Her invocation to access those other sources feels aligned with a production now being staged at the Huntington Theater in Boston, The Band’s Visit. Based on an Israeli film from 2007 about Egyptian musicians stranded in a small desert town in Israel overnight, longstanding animosities between these two cultures get outdistanced by a larger impulse to connect.
Several years after the film was released, David Yazbek was approached about doing a staged musical version. Yazbek was well positioned to take on this task—his mother is Jewish and his father is Lebanese. This new staged version of The Band’s Visit (with a book by Itamar Moses) was a huge hit on Broadway, winning 10 Tony awards in 2017.
The Band’s Visit is not plot driven, and proudly so. This is a stance that has increasing support. In responding to the latest New York Film Festival, Beatrice Loayza wrote, “It’s time to take a stand against the tyranny of ‘story’…Auteurs conjure up moods and sensory experiences that show why the story isn’t always the thing.”
Moods and sensory experiences are much more the fare in this character-based drama. The intention to step out of a narrative driven theater experience is communicated clearly right from the start. The Band’s Visit begins with large text in three languages—Hebrew, Arabic and English—displayed on the back stage wall that releases the audience from high drama expectations:
“Once, not long ago, a group of musicians came to Israel from Egypt.
You probably didn’t hear about it. It wasn’t very important.”
It is under the cover of “it wasn’t very important,” that the evening’s enchantments begin. The Alexandria Ceremonial Police Orchestra has arrived in the Tel Aviv bus station, expecting to be met by an agent from the local Arab cultural organization. The band is scheduled to be in Petah Rikvah the next day where they will perform for the opening of an Arab cultural center. When no one shows up to meet them, they secure bus tickets on their own. Language barriers being what they are, the band mistakenly ends up in a small isolated desert town with a similar sounding name, Bet Hatikvah.
So begins a night of unexpected connections and commonalities between displaced Egyptian musicians and the residents of a small Israeli town.
Three groupings emerge over the 90 minutes. In these vignettes, individual Egyptians and Israelis find fragile points of connection with each other. Life losses are shared, disappointments acknowledged. As an ambient metaphor for patience and hope, a solitary “Telephone Guy” awaits a call from his beloved. For months he has dutifully attached himself to the village payphone. Equipped on stage with wheels like a hospital IV, the phone and the man slowly circumambulate the stage, a poignant symbol of longsuffering tenacity. Yes, there’s melancholy and sadness aplenty in this play. But there is also much to make us laugh and sympathize. Life’s moments of joy as well as suffering land on everyone regardless of race, religion or region.
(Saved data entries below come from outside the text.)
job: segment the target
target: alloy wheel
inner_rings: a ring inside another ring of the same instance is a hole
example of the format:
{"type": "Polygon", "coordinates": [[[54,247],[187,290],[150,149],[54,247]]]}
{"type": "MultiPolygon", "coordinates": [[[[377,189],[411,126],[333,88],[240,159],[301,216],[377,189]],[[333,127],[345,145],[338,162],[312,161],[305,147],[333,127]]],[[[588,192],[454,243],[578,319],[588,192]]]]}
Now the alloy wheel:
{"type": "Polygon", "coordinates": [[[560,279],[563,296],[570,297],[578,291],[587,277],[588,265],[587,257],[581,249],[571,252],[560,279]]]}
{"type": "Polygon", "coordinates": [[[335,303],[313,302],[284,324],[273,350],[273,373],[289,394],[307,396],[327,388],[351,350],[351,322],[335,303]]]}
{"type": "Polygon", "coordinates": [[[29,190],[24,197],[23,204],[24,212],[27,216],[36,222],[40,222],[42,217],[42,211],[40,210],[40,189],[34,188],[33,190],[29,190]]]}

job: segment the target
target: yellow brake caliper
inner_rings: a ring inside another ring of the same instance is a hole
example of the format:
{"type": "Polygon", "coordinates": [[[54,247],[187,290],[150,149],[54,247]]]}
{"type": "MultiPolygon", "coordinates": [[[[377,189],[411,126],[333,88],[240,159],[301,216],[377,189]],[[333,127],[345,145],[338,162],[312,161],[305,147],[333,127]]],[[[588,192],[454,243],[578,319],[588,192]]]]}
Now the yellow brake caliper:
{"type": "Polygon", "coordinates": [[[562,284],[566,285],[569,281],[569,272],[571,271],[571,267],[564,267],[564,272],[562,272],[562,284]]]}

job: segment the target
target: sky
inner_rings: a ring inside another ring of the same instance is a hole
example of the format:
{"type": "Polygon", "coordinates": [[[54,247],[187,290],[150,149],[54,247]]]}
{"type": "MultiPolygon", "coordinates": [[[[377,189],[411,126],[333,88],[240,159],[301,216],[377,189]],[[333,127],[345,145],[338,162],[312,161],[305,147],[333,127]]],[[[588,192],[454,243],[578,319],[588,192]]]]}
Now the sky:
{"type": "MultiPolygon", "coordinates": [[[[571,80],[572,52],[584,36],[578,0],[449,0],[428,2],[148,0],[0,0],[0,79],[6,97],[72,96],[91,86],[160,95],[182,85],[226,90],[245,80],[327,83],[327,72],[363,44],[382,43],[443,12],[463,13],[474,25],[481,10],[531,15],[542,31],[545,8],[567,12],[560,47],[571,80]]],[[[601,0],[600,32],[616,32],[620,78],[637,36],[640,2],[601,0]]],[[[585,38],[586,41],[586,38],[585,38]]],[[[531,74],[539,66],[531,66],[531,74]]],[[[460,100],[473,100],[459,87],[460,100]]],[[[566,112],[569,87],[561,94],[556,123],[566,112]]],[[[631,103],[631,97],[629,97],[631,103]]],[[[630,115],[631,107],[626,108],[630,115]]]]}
This production, directed by Paul Daigneault, is a collaboration between the Huntington Theater and SpeakEasy Stage. The performances are high energy and professional, with a full cast of masterful actors/musicians. A special shout out to Jennifer Apple as Dina who is on fire every minute she is on stage.
Yazbek’s music is engagingly eclectic. It can stand strong on its own but is seamlessly blended into the flow of the production. The set design (Wilson Chin and Jimmy Stubbs) is also ingeniously fluid, well suited for the no frills, minimalist feel of the production.
An unexpected gesture of extravagance does erupt right at the end when the back stage wall disappears instantaneously to reveal the orchestra. Strings of festive lights appear out of nowhere, and the entire theater is transformed into a music festival party venue. This full house reveal, so unexpected and welcomed, makes for a fabulous exit high. That explosively joyous final scene is also a visceral reminder that circumstances, in the theater and in life, can change quickly, unexpectedly, significantly. And that’s a thought worth holding close.